Thankfully, a timely new report from Ceres, a Boston-based sustainability organization, has eliminated some of that hard work. “Addressing Climate as a Systemic Risk,” produced by the Ceres Accelerator for Sustainable Capital Markets, exhorts U.S. financial regulators to take proactive steps to understand climate change.

Appropriate oversight by financial regulators involves the collection of data, which can assist federal, state and municipal authorities in planning for a changing climate.

The report offers 50 specific recommendations to seven federal financial regulatory agencies, as well as state and federal insurance regulators. Broadly speaking, Ceres calls for regulators to assess climate impact on financial market stability, increase oversight where climate change creates risk, and foster greater disclosure from companies and financial intermediaries. 

Investors should cheer these ambitions. That’s why we joined more than 70 other signatories, including investment firms with more than $1 trillion of assets under management, in supporting a Ceres-led letter backing this initiative.

As a signatory, we believe the logic is unshakable: Prudent regulation, enacted with a long-term perspective, can ensure that capital is funneled to sectors aligned with a future where global temperature rise is limited to 2 degrees Celsius.

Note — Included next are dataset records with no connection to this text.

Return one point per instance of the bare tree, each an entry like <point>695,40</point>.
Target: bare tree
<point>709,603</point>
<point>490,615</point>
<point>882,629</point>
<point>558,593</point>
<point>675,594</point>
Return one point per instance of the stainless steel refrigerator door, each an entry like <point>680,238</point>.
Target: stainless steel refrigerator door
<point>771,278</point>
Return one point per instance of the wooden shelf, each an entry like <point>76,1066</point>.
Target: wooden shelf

Investors are already concerned about stranded asset risk in large swathes of the economy, such as energy, utilities, transportation and infrastructure. To reduce this risk, regulators in the U.S. can benefit from joining their international peers in forward-thinking organizations such as the Network for Greening of the Financial System (NGFS). 

Furthermore, appropriate oversight by financial regulators involves the collection of data, which can assist federal, state and municipal authorities in planning for a changing climate. Questions abound over the efficacy of stimulus spending in the ongoing pandemic. Long-term planning helps ensure that spending is implemented in a thoughtful manner, with maximum return wrung out of every dollar.

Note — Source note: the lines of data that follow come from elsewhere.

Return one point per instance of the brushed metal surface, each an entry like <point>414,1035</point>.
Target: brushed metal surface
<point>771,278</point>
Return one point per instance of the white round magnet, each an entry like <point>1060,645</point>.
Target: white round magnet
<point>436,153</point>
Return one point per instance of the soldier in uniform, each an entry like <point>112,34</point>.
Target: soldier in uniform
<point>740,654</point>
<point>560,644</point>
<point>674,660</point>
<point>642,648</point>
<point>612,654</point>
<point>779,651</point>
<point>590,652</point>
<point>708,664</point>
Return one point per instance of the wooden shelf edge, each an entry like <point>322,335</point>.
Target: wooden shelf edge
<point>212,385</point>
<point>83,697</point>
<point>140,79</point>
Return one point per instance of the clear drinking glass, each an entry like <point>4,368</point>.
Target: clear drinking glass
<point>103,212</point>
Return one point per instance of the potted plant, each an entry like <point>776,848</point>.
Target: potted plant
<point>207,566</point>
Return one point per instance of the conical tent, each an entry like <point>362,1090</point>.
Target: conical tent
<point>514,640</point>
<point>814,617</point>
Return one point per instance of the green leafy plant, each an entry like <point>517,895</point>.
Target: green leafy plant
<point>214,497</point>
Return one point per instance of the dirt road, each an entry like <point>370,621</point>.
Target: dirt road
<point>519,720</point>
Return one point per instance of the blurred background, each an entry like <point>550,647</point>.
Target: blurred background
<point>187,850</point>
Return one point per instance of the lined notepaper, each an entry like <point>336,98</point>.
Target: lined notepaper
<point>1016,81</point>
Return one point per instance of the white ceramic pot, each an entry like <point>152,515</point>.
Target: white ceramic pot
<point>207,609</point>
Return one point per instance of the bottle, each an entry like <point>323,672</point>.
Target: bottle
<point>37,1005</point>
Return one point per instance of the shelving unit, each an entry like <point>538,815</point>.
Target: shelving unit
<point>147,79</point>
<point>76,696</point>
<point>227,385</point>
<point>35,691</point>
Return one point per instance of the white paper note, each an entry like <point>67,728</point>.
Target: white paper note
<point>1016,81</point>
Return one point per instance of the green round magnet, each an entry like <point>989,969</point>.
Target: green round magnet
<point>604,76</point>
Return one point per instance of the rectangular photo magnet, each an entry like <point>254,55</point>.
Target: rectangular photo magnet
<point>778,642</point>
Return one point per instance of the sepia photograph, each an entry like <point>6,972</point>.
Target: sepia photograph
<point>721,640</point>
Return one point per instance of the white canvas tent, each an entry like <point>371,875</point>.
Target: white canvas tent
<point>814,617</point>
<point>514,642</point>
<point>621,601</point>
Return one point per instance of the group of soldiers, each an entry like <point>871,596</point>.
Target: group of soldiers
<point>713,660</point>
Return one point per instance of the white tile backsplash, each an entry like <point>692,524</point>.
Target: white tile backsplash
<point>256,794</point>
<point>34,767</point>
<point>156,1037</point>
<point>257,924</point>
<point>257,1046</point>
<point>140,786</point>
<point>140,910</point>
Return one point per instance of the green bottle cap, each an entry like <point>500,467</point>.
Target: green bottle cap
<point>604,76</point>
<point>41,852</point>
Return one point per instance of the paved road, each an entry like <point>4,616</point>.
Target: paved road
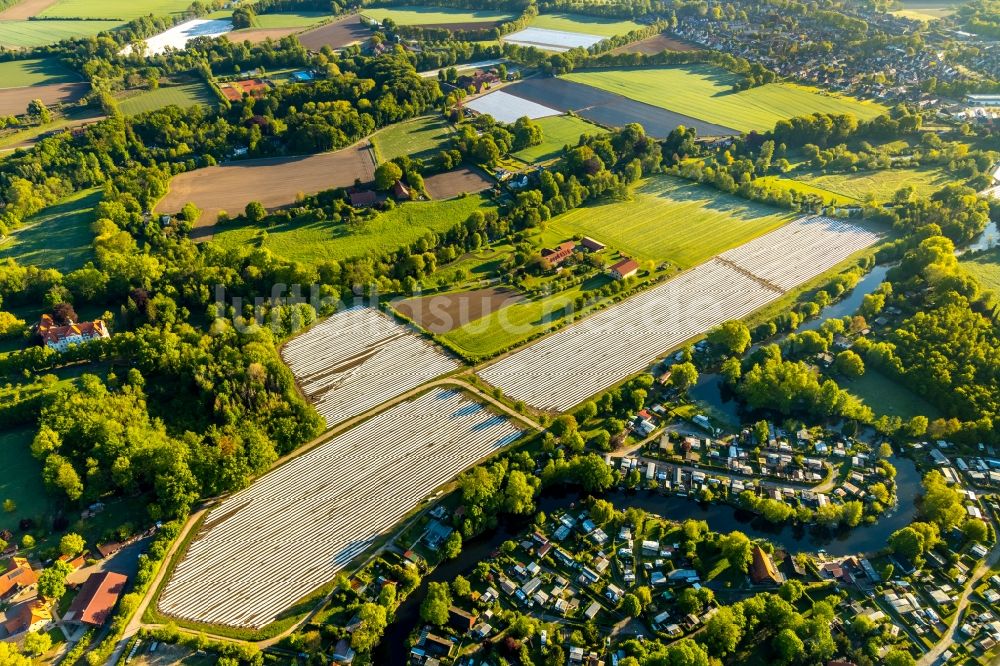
<point>948,638</point>
<point>136,622</point>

The fiscal implications of climate change, meanwhile, are already appearing. As Ceres points out, recent research suggests private mortgage lenders are already shifting riskier mortgages to government-sponsored entities. Most investors surely will balk at the notion of privatized gains and socialized losses. 

In “The Fifth Risk,” Lewis is unstintingly effusive about the dedication and caliber of government employees he encountered. But even if regulators were to adopt all of the Ceres recommendations, they would not make headlines for their actions. That, perhaps, makes their work all the more important.

As Lewis reminds us, “it’s the places in our government where the cameras never roll that you have to worry about most.” Armed with this new report from Ceres, financial regulators can help investors worry a little bit less.